I know, that can’t be Jennifer Aniston’s actual wedding band. I’m convinced her actual wedding band has the words “Final Sign Of The Apocalypse” written on it in tiny diamonds. That must be a stunt ring.
Jennifer Aniston, the last single bitch alive to get married, made her BIG PUBLIC DEBUT as a married woman at the L.A. premiere of some movie I’m not going to pay to see but will watch in a few months on Netflix when I’m drunk, stoned and emotional. While Jennifer’s engagement ring is so damn huge that it has to be put on her finger using a low-flying helicopter, half-a-dozen Strongman competition finalists and four cranes, her wedding band is pretty damn boring and looks like something your modest auntie would pick out for herself at Kay Jewelers.
As for the wedding, that’s probably the only thing hos asked her about last night, but Jennifer kept her lips shut about it. She told Entertainment Tonight that she wants to keep it private. The HELL?
“We had the beautiful luxury of having a beautiful private moment and I’m going to be selfish and keep it that way! I’m not telling you about any of that stuff!”

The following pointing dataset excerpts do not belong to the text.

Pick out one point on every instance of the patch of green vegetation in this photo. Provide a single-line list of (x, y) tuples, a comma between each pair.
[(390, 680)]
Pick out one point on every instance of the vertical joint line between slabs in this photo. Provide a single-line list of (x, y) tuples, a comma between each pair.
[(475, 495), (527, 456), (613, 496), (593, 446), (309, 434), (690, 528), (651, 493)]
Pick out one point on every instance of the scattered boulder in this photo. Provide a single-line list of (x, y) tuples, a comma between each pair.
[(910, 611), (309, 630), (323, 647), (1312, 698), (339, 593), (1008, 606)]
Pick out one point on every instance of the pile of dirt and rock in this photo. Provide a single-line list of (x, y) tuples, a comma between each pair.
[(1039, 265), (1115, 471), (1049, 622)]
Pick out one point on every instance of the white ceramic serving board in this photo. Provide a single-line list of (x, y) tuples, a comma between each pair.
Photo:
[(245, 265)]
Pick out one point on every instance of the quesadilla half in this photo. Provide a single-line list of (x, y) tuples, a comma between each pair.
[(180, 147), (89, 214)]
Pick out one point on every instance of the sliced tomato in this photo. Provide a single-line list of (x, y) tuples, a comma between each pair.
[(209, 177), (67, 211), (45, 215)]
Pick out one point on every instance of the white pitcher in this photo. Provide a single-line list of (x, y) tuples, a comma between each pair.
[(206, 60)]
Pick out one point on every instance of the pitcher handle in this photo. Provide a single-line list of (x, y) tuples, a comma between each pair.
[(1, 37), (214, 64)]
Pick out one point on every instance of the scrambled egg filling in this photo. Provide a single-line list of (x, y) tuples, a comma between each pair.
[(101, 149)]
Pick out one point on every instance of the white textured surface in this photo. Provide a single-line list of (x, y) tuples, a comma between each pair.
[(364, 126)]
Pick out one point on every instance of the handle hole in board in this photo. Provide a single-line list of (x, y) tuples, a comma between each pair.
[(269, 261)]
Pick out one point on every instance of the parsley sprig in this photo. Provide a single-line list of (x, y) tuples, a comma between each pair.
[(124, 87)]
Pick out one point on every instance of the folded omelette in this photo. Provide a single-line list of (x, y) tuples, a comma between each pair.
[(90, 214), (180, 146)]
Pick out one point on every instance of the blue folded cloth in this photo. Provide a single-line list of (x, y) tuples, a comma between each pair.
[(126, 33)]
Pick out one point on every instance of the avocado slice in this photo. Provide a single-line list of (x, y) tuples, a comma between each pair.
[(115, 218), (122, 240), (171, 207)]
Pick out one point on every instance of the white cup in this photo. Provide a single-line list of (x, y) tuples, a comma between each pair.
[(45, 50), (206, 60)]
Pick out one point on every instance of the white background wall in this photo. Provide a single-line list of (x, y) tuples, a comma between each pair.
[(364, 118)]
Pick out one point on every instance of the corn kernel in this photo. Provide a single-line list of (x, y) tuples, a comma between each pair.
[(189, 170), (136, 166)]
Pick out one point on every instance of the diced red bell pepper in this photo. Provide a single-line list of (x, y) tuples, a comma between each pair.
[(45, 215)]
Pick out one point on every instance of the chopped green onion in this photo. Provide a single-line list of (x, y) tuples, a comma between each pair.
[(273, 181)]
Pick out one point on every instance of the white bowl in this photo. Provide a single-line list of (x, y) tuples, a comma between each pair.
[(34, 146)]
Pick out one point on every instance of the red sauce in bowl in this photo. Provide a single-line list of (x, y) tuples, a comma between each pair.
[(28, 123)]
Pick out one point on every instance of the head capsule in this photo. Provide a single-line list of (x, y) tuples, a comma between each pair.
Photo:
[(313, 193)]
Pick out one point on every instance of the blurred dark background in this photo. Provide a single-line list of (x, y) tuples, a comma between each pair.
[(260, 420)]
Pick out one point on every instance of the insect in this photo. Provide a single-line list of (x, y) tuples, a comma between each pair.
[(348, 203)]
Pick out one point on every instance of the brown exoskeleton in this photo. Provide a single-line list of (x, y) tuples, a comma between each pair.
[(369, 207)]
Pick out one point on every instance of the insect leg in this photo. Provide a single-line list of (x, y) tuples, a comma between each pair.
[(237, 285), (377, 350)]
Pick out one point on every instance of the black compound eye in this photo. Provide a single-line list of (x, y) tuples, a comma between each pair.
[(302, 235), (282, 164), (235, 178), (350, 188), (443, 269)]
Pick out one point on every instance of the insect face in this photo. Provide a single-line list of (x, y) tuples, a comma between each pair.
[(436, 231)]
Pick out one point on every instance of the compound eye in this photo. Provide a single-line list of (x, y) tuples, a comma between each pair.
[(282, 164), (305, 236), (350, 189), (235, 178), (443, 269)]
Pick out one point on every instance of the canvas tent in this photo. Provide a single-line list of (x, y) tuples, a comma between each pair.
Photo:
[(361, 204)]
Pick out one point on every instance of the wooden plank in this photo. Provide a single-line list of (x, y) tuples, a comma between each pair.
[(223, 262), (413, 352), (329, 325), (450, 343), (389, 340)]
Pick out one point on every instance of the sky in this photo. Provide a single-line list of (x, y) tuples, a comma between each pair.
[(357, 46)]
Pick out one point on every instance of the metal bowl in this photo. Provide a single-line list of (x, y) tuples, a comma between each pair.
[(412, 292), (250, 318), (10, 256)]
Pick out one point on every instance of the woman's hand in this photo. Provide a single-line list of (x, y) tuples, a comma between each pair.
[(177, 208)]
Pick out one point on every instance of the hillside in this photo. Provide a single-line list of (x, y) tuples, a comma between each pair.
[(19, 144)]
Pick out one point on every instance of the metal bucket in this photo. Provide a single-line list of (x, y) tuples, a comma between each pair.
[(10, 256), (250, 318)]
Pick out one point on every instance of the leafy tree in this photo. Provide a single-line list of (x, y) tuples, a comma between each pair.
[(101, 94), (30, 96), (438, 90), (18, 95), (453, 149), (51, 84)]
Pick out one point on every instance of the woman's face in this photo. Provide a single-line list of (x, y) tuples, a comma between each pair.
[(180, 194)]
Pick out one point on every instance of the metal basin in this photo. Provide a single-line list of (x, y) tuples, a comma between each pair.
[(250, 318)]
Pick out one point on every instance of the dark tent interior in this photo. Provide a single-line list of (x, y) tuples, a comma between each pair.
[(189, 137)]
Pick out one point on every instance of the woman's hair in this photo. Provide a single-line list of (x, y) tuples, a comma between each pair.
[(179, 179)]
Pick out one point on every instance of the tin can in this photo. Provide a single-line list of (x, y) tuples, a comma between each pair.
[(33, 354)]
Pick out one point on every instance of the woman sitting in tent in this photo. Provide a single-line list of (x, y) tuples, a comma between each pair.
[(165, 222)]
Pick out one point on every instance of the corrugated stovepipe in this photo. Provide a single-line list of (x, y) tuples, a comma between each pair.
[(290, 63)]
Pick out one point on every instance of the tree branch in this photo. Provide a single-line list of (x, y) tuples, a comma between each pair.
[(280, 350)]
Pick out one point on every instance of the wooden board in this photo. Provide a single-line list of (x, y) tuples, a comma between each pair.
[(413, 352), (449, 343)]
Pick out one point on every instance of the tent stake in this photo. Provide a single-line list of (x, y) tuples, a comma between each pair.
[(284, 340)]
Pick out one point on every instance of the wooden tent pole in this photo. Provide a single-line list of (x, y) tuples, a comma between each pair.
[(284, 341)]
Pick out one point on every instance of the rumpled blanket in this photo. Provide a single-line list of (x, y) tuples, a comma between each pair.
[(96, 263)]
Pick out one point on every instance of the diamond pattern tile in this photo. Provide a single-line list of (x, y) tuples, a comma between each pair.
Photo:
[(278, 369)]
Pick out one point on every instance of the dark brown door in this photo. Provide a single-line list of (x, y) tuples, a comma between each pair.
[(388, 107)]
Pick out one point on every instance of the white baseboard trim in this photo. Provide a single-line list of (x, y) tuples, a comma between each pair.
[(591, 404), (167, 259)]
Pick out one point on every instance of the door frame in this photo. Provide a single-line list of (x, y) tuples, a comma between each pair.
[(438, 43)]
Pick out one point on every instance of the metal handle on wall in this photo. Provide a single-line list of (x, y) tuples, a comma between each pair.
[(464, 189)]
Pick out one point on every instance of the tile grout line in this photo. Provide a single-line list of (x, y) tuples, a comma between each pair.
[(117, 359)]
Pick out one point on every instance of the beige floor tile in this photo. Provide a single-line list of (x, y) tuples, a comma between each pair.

So, Jennifer Aniston gets married and at her first public event, she doesn’t rip open a trench coat, revealing a jumpsuit made of 500 pictures from her wedding and she doesn’t pull out a tablet showing video of the ceremony as dancers wearing replicas of her dress sing her vows while doing a kick line? Something in the milk ain’t clean. But you know, I’m going to use it. The next time one of my Facebook friends gets married and posts a million pictures from her wedding including pictures of her toe nail polish and the ugly food that was served, I’m going to tell her that if Jennifer Aniston can show some restraint, so can she!